Parker Primrose, Sports editor

Allen High School students organized a rally calling for gun reform on April 20 at the Allen High School track stadium as a response to the shooting at Parkland High School on Feb. 14 and other mass shootings across the country. The event was attended by more than 50 students.

“What drove us to lead this event was we all wanted to work toward gun reform and have students get together,” senior Izzah Zaheer, who helped organize the event, said. “I care about [gun control] because I want to be safe in school. I understand why people have the right to bear arms, I think it’s an important right and it’s crucial to American democracy, but there needs to be limits on it. The Second Amendment was written in the 1700s, and a lot has changed since then, and I think we need to change with that.”

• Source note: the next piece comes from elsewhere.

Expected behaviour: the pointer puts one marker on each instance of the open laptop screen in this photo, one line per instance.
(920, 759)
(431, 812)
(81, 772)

The event featured chants, a moment of silence for the victims of the Parkland shooting, and the sharing of information about local representatives and their respective affiliations with the National Rifle Association.

“After writing our letters to our state representatives, I found out about another school shooting that happened in Florida, and that was just kind of the tipping point for me,” senior Tyra Wilson, an attendee of the event, said. “You just never know, and that’s a frightening thing. We should be able to know in America in 2018. We should know that our safety is guaranteed in our schools.”

Also making their presence felt during the rally were a group of students who disagreed with what was being shared about gun control, as sophomore Eric Walters felt it was akin to brainwashing.

“I just think it’s not right that they have a whole protest without anything from the other side,” Walters said. “It’s biased, it makes it pointless. If the government should have it, why shouldn’t we?”

Some attendees of the rally, such as sophomore Daniel Crawford, were not advocating for a specific side, instead hoping to learn more about the gun control issue and what people believe.

“I was really just looking forward to coming here and having a conversation with the people who organized it,” Crawford said. “I wouldn’t consider myself exactly on their side per se, really I was just in the mood for some civil discourse. I think they’re very well-intentioned, sometimes not exactly in agreement with what I think, but just in general, I have a pretty good opinion of them.”

On the same day, walk outs occurred across the country in remembrance of the shooting at Columbine High School that took place 19 years ago, in which 15 students were killed. National debate has taken place over whether or not the walkouts have a true impact, but Allen students like Wilson feel that it marks the beginning of something greater.

“It’s a marathon, not a sprint, as cliche as that is,” Wilson said. “Just the fact that this amount of people showed up today, it’s one more step forward. Even though a majority of the school can’t vote yet, we’re thinking about it in advance, we’re firming up our beliefs with research, and it just gives me hope for the next generation.”